Le management peut être défini comme l’art de diriger les hommes en vue d’atteindre les objectifs de l’entreprise. Le rôle d’un manager est donc de mettre en place des conditions propices, à la fois au développement des personnes dont il a la responsabilité et à l’atteinte des objectifs de la structure. Pour créer ces conditions, il existe différentes combinaisons efficaces, les styles de management, qui sont plus ou moins adaptés selon les situations.

Le style naturel d’un manager est le fruit de facteurs personnels (aptitudes propres, expérience, caractère, personnalité, convictions, valeurs, etc.) et de la nature de l’environnement dans lequel il évolue (activités, personnalité et attentes des collaborateurs, etc.).

Il n’existe pas une façon meilleure que les autres de manager son équipe, l’idéal est d’utiliser un style varié, adapté au type de travail, à l’autonomie professionnelle et à la motivation des salariés. Afin d’accroître les performances de l’entreprise, il est nécessaire de favoriser la progression de chacun en lui permettant de développer son autonomie.

PLUSIEURS TYPES DE MANAGEMENT PEUVENT ÊTRE ADOPTÉS

Le manager directif accorde la priorité à la tâche, structure l’environnement de travail, prend les décisions et donne des instructions.

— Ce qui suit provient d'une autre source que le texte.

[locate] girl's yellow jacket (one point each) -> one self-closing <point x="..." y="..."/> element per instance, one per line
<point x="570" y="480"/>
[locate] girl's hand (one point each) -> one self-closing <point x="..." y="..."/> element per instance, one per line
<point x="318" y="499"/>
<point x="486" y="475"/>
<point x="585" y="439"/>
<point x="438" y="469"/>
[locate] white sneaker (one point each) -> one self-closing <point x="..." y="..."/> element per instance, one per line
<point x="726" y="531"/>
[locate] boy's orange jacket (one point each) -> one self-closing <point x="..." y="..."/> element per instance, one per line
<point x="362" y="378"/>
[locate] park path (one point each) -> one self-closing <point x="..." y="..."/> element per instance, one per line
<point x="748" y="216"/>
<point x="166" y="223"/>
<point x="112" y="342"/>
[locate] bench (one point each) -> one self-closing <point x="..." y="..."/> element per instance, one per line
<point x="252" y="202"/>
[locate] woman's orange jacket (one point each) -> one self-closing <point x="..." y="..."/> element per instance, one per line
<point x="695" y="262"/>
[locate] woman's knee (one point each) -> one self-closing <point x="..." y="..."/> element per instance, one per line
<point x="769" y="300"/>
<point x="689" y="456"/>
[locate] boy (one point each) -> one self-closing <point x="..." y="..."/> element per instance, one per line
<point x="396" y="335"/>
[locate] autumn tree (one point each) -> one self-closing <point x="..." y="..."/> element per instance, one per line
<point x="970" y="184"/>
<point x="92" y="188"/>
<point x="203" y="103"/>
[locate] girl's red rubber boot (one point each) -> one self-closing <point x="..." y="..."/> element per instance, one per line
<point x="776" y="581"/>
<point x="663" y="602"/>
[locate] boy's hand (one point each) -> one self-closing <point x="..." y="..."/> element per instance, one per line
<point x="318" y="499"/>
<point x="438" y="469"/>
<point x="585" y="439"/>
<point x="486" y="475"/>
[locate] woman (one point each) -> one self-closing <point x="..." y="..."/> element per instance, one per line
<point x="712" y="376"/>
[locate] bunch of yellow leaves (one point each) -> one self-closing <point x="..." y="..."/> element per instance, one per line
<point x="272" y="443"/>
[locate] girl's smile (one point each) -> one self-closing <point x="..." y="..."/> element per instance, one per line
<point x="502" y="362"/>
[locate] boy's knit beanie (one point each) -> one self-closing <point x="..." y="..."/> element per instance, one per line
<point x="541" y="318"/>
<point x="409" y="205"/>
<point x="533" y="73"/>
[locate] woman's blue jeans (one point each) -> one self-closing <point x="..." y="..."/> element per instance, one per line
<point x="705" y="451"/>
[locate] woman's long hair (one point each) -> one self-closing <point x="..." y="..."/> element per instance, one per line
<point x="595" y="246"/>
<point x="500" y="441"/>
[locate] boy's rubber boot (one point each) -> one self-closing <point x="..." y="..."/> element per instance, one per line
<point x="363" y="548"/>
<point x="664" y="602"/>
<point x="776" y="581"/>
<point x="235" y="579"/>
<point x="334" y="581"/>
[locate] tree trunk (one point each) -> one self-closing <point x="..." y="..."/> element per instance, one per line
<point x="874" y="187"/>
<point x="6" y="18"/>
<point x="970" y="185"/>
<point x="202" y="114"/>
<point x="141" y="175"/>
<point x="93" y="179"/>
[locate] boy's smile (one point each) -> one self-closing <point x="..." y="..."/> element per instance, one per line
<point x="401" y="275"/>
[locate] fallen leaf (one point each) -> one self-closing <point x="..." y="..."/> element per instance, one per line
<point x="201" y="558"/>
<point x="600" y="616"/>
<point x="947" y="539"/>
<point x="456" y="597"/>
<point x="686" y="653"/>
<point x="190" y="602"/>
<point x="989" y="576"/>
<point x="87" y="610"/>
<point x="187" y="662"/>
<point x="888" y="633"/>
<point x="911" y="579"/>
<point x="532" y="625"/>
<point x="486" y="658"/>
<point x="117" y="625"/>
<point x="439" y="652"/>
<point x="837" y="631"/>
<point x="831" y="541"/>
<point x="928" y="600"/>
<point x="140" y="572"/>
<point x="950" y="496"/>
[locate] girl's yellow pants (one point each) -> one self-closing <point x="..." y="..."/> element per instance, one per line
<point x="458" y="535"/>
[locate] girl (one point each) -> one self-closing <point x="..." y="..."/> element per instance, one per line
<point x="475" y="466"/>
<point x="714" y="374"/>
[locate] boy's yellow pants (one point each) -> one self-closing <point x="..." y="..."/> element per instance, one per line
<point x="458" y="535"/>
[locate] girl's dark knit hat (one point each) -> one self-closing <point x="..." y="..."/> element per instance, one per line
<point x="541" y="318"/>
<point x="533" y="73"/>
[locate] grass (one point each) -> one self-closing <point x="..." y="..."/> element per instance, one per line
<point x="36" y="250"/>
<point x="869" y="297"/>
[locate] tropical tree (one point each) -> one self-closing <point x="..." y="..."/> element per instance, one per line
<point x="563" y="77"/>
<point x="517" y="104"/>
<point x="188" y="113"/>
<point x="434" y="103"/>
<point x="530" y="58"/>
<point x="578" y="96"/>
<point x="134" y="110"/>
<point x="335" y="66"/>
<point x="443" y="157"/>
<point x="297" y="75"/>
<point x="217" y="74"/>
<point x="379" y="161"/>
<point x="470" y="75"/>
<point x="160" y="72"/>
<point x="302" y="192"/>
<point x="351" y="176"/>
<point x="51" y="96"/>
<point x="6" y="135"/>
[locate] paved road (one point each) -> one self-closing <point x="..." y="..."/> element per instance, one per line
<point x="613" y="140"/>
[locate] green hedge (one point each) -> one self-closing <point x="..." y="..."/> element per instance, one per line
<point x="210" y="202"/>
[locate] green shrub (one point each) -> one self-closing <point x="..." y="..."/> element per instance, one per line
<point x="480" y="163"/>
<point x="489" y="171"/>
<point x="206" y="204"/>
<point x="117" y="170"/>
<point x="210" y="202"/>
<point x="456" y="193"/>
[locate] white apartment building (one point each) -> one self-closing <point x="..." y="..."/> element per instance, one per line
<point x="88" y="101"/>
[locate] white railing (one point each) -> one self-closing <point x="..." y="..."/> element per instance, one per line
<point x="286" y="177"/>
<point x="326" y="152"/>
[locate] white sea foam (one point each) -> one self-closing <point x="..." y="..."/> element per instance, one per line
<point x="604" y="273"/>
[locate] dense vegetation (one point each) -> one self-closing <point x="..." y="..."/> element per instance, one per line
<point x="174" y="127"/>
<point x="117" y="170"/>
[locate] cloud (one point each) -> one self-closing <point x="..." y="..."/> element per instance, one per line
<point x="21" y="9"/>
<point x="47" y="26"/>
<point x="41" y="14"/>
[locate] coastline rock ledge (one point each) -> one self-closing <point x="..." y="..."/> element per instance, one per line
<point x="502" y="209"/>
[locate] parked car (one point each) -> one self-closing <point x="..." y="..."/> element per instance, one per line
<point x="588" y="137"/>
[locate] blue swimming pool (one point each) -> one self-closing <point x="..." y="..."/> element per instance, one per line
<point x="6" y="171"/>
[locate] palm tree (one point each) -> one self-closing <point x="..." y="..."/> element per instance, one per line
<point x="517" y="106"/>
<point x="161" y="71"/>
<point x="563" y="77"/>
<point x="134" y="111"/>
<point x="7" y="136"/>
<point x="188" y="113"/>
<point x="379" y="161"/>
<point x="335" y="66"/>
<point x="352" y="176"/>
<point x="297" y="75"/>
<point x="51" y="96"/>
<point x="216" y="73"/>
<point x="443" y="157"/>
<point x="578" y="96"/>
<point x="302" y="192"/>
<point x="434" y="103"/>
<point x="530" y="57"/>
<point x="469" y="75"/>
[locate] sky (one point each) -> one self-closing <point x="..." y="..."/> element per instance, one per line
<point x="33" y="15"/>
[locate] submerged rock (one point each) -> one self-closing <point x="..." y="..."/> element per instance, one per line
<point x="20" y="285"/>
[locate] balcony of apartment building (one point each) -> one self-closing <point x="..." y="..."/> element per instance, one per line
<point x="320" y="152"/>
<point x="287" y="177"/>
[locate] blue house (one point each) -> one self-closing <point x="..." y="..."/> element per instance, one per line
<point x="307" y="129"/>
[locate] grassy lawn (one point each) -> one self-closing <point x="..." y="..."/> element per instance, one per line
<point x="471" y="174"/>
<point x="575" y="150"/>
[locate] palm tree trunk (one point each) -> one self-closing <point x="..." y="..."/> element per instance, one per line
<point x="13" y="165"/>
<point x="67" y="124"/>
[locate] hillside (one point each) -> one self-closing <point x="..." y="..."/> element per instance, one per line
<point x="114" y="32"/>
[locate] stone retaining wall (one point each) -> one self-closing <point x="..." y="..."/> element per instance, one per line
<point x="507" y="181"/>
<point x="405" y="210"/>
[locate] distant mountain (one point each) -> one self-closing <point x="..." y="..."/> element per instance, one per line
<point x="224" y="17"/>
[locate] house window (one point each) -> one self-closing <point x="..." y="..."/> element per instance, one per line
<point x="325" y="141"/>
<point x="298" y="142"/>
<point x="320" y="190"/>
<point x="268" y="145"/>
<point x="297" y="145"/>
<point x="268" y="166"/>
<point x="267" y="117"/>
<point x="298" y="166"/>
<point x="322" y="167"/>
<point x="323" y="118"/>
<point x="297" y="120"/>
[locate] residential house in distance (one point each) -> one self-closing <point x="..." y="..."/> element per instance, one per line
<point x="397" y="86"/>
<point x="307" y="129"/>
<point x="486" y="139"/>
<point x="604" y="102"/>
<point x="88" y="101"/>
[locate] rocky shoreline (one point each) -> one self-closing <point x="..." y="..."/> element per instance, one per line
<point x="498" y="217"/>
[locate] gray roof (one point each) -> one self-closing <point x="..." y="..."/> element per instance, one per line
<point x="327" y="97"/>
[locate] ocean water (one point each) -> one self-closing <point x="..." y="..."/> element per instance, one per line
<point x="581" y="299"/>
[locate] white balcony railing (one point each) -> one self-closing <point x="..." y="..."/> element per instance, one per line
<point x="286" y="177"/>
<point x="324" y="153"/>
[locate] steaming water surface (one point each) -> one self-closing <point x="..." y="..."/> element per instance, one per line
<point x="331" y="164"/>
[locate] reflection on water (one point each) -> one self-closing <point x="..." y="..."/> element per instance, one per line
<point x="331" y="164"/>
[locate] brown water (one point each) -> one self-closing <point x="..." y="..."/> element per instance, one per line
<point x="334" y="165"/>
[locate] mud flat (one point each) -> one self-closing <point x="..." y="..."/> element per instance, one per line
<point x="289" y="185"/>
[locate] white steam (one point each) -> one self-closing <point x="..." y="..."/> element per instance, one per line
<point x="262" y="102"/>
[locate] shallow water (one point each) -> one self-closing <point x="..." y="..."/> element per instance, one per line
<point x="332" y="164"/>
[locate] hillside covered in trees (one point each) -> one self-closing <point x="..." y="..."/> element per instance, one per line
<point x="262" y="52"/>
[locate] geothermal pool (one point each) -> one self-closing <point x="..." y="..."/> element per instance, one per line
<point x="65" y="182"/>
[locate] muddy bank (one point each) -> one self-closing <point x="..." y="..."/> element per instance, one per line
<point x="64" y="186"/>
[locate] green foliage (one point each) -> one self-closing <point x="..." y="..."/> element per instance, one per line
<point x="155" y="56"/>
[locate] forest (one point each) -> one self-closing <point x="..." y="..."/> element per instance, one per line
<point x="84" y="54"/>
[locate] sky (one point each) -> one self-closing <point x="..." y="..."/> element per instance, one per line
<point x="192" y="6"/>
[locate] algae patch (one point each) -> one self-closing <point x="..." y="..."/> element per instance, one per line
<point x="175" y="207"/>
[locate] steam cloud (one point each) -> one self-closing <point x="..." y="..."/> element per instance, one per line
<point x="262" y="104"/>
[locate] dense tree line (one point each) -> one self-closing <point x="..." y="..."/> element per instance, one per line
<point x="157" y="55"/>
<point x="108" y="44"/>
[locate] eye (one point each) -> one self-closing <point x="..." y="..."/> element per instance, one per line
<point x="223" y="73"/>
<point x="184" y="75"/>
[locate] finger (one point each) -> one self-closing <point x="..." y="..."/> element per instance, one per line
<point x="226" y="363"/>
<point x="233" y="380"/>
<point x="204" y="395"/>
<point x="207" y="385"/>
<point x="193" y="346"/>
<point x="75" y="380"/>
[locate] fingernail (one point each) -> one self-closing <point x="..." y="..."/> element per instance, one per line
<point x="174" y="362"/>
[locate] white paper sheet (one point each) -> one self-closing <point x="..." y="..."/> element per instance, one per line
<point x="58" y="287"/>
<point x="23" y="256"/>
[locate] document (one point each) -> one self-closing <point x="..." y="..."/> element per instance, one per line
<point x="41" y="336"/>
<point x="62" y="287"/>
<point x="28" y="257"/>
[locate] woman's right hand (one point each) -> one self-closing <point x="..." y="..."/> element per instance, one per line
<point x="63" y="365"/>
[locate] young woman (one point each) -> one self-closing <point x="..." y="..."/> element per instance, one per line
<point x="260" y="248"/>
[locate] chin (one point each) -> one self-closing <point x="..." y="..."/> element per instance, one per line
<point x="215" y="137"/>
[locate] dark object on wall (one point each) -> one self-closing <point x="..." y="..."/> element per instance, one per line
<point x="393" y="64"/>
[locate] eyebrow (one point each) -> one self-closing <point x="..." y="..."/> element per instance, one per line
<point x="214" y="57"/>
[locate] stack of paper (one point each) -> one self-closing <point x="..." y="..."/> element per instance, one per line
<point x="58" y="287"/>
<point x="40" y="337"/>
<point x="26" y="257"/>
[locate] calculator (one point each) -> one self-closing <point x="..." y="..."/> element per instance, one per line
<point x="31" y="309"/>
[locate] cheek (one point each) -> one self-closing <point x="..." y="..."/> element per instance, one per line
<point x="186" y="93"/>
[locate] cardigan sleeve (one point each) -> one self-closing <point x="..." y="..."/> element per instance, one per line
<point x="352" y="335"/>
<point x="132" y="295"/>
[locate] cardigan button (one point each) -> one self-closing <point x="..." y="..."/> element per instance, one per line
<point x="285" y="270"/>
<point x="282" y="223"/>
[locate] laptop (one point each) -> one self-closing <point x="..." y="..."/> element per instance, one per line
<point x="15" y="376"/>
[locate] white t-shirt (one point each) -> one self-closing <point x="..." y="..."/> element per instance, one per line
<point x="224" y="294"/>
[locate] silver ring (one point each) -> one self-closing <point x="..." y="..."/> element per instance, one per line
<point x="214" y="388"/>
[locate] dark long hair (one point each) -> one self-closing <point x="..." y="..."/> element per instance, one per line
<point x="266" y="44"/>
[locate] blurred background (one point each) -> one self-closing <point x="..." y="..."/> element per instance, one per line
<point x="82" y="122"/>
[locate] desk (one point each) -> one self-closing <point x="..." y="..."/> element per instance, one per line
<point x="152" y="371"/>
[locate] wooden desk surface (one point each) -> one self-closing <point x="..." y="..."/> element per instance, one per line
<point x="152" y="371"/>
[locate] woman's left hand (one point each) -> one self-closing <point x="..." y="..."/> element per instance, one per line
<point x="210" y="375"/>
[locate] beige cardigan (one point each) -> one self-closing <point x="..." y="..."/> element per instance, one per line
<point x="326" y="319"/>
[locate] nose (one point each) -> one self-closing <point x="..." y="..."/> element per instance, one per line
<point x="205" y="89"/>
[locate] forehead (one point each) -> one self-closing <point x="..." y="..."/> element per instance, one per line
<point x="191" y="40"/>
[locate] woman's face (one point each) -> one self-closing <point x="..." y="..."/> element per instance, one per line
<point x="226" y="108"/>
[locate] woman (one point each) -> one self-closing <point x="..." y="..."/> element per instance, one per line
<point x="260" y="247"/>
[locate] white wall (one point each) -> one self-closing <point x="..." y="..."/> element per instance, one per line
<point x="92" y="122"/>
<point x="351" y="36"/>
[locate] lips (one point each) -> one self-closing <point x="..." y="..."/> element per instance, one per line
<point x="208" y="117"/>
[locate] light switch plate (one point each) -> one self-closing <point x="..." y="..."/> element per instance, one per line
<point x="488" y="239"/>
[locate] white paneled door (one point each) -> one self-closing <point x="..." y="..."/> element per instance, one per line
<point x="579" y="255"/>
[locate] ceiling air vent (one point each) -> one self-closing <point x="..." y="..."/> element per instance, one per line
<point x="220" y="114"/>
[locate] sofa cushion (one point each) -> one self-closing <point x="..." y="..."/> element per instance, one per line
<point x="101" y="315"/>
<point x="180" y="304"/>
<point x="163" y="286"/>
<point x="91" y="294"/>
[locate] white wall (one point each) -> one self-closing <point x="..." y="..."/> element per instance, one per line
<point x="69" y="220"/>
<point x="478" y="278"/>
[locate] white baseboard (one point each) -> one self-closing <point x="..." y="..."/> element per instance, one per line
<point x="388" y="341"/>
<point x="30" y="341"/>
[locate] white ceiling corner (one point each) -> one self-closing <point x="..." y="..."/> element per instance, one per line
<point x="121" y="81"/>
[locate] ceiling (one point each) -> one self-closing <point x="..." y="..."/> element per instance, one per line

La communication favorisée par ce manager est de type descendante : les relations sont directes et claires, le traitement du conflit se fait en face à face. Face aux erreurs, le manager directif en explique les conséquences et sanctionne. Il défend les intérêts de l’entreprise et exerce une forte influence sur ses collaborateurs.

Ce type de gestion du personnel peut être adapté à des salariés peu compétents et/ou assez peu motivés à leur arrivée en poste. Toutefois, l’exacerbation de ce comportement dérive vers l’autocratie, fondée sur la croyance que les autres ne sont bons à rien et que seuls la force et le pouvoir comptent. Les subordonnés ne sont alors que des exécutants.

Le manager persuasif accorde la priorité à la tâche, sans toutefois négliger la relation avec le salarié. Il mobilise ses collaborateurs en s’assurant qu’ils s’inscrivent dans une dynamique globale d’évolution positive de l’entreprise. Il prend les décisions, mais explique et consulte, voire aménage si nécessaire. La communication est à la fois ascendante et descendante. Le manager encourage l’initiative et favorise le développement de la communication au sein de l’entreprise. Il reconnaît le droit à l’erreur et compte sur la formation pour y remédier. Il donne envie à chacun de se fixer des objectifs élevés. Ce management correspond bien à des salariés qui ont peu d’expérience, mais une forte motivation.

La dérive vers un style utopiste peut paraître regrettable, car elle repose sur l’idée qu’il faut toujours faire confiance et qu’il est possible de tout obtenir par le dialogue et la concertation. Mais cette attitude est déconnectée de la réalité professionnelle.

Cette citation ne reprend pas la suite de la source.